Back in 2009 I wrote this post, detailing what at the time I thought would be a good way to write do-files. Some of the ideas there have stood the test of time. Others haven't. The changes are driven by Stata's evolution, by new things I've learned and by ways that my work changed. This is a quick review.

First, as of Stata 12, you don't need to set memory anymore. Second, clear should now be replaced by clear all. In addition, J. Scott Long recommends that you type macro drop _all right after it. I know this because I'm reading his Workflow book right now. I know I'm three years late (two if you count from where one of this blog's readers recommended it to me for the first time). I'm still finding useful stuff there. Next, as Jess suggested in the comments thread to the original post, I now use set varabbrev off.

Finally, my do-files no longer have a Globals section. Instead, there's now a program that defines all macros in one place as local macros and returns them. I first started doing this back in 2010, as detailed here. At the time it seemed like a slick thing to do. I just assumed, wrongly, that this would be faster at execution time than the original solution that gave me the idea (using a separate do-file, called with include).

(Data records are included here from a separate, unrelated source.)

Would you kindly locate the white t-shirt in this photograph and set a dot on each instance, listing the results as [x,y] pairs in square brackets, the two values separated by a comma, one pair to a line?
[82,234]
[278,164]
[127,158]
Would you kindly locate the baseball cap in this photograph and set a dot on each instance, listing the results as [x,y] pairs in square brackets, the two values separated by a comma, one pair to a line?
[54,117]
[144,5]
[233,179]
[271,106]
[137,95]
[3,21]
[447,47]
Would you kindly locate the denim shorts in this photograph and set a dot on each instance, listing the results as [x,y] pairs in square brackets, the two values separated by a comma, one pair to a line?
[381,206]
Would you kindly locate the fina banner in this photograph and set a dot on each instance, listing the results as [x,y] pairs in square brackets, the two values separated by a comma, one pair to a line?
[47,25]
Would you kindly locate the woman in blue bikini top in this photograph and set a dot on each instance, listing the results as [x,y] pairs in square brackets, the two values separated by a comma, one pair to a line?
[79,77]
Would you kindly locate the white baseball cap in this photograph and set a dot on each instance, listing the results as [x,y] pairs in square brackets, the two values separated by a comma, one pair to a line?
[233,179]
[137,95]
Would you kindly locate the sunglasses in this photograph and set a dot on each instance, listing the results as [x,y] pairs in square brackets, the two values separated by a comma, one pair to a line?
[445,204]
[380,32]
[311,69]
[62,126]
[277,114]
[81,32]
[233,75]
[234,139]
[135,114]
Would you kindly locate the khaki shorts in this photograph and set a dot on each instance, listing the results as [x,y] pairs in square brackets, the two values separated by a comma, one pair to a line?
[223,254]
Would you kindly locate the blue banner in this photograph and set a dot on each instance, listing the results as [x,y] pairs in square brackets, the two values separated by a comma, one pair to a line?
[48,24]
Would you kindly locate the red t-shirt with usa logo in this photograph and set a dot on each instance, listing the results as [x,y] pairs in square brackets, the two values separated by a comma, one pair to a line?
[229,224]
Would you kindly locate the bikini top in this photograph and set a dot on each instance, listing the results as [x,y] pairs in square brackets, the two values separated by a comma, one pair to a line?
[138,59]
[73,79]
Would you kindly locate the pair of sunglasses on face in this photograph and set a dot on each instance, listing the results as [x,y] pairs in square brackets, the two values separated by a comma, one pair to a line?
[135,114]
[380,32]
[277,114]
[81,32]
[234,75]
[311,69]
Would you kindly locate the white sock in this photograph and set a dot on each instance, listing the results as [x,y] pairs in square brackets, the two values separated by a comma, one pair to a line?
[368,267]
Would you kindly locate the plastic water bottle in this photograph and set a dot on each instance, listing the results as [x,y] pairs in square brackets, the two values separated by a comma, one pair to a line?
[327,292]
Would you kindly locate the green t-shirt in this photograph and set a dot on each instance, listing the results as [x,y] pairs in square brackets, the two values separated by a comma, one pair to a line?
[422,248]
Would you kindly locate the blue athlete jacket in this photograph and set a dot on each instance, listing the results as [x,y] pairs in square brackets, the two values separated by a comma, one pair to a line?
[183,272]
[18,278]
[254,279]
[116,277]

The staying power of having a program for defining locals came not from its execution speed, but from its versatility. You can define all the locals you want inside a program you call, say, setLocals. If you need more locals as the requirements for your code grow, you just pile them on inside this program, and remember to also return them.

Then, whenever any specific local macro is needed, you call setLocals and only recover the `r()' value that you need then. Locals can be substituted for the obvious things -- like operating system-specific file paths or hard-coded numbers -- and also for names of programs you define somewhere else. This will also spare you the inconvenience of reading a do-file where `this' local shows up all of a sudden and if it's not obvious what it holds, you must work your way up to see where it was defined: if all locals are defined in setLocals, you will always know where to look.

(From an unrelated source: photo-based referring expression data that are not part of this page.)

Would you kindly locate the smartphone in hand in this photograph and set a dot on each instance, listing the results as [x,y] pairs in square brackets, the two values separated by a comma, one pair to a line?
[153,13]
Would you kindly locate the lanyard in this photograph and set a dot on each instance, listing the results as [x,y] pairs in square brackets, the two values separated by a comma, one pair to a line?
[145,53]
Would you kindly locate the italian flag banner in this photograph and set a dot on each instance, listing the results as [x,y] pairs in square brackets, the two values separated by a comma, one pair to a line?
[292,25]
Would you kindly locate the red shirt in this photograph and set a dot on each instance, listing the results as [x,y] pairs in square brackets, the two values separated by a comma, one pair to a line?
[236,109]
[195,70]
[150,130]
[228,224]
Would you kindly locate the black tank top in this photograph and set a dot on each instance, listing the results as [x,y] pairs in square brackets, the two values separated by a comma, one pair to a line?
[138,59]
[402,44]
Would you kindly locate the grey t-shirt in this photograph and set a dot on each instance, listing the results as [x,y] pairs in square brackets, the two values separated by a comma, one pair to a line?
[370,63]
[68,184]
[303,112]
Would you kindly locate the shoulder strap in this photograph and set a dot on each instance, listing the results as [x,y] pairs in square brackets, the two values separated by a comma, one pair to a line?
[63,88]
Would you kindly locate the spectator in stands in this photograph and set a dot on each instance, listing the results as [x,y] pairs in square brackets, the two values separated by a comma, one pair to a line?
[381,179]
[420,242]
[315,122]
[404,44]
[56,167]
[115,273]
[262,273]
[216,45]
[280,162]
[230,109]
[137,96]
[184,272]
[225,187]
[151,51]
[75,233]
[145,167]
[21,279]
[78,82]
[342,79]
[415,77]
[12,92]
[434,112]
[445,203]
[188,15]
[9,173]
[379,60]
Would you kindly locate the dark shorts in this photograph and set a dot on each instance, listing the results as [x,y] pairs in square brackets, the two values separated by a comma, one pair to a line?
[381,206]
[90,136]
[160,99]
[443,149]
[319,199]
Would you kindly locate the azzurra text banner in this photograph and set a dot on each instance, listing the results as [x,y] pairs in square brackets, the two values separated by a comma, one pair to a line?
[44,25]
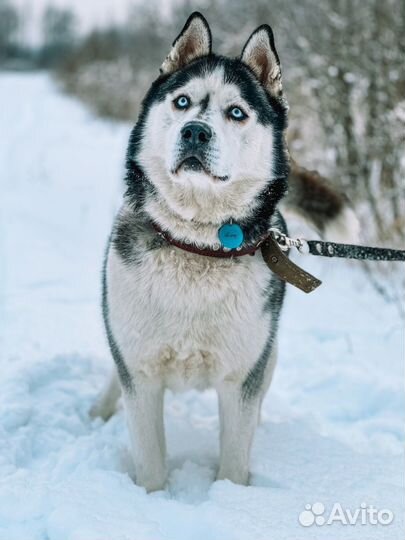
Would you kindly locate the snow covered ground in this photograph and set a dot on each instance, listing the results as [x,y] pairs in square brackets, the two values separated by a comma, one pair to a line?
[333,422]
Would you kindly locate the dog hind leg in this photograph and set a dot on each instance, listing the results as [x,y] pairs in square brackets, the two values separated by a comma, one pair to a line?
[238,421]
[106,404]
[144,412]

This is probably a terrible way to use memory, but the convenience of having all my locals defined in one place and any arbitrary subset of them available with the same simple call to setLocals is well worth it. You can extend this model in all sorts of ways, with some care. You can, for example, give setLocals an optional argument (using something as flexible as syntax [anything]) so its behavior is changed according to whether the argument is present. For example, a call to setLocals on its own will return a default set of local macros that apply everywhere; a call to setLocals andAlsoTheseOtherLocals will return the default macros plus a set defined inside a second program, andAlsoTheseOtherLocals, to be used in some specific context.